Showing posts with label star wars. Show all posts
Showing posts with label star wars. Show all posts

Saturday, May 31, 2025

Aim and the Imperial Stormtrooper trope

Stormtroopers? PFFT! You can't hit me, nyah nyah!

Combat staging in the original Star Wars trilogy, particularly A New Hope and Empire, is actually surprisingly grounded. 

I understand we have assistant director Brian Johnston to thank for that.


In Rogue One, Jyn and Cassian just have to point their blaster in a random direction and a dozen stormtroopers drop dead. 


And I’m only slightly exaggerating. 


Not so in the original trilogy. Obviously, the stormtroopers can’t hit, because the only targets are the main cast. Always good to have a few expendables along for the narrative ride. But what many people ignore is that the heroes fire plenty of shots that don’t hit either.


This is true to actual combat: most shots don’t hit anyone, contrary to what playground battles would have you believe. Typically, an average of 60 shots are needed to take out an enemy combatant.


In other words, the people complaining are simply ignorant playground fantasists. 

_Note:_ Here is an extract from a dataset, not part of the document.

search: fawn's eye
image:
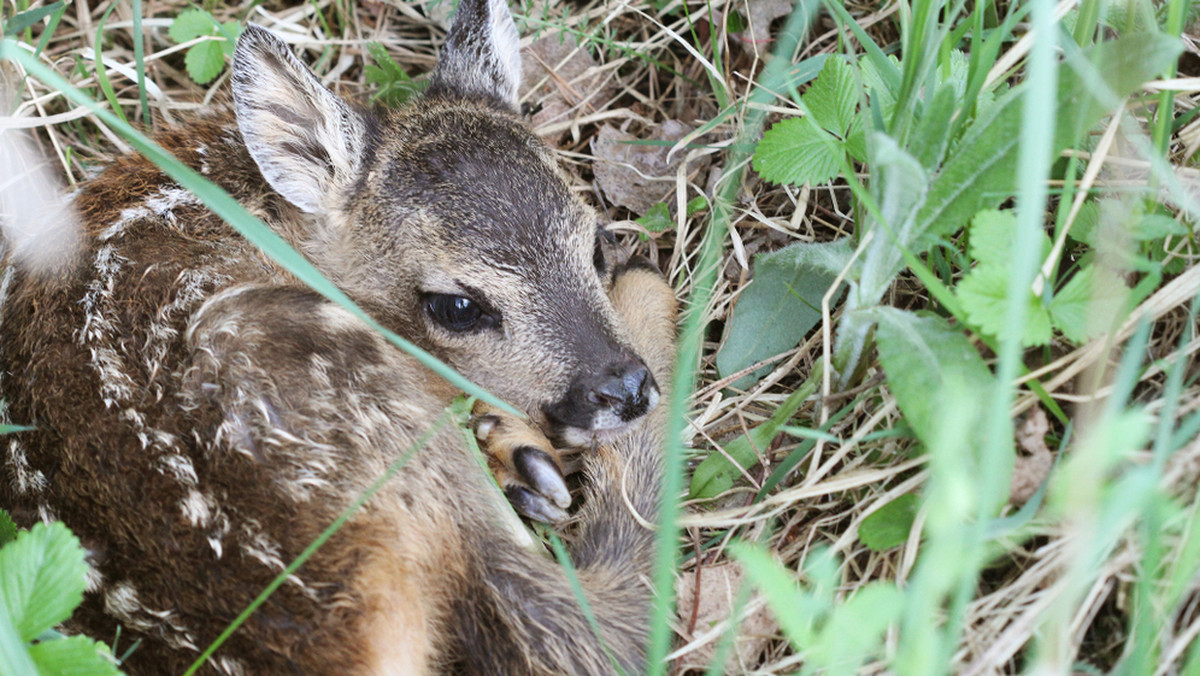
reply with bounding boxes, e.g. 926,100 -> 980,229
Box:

Further, the bad guys (and heroes) use cover, and will duck in and out to fire. Again, quite realistic. You see this on the Tantive IV at the beginning, on the Death Star, and in Cloud City. 


As the Star Wars franchise has gone on, however, combat staging has become increasingly infantile. 


Jedi and Sith back flips, hundred foot leaps, whirling twirling and parrying blaster bolts by the dozen are the order of the day. 


I get that, they’re magical space wizards, but the grunts?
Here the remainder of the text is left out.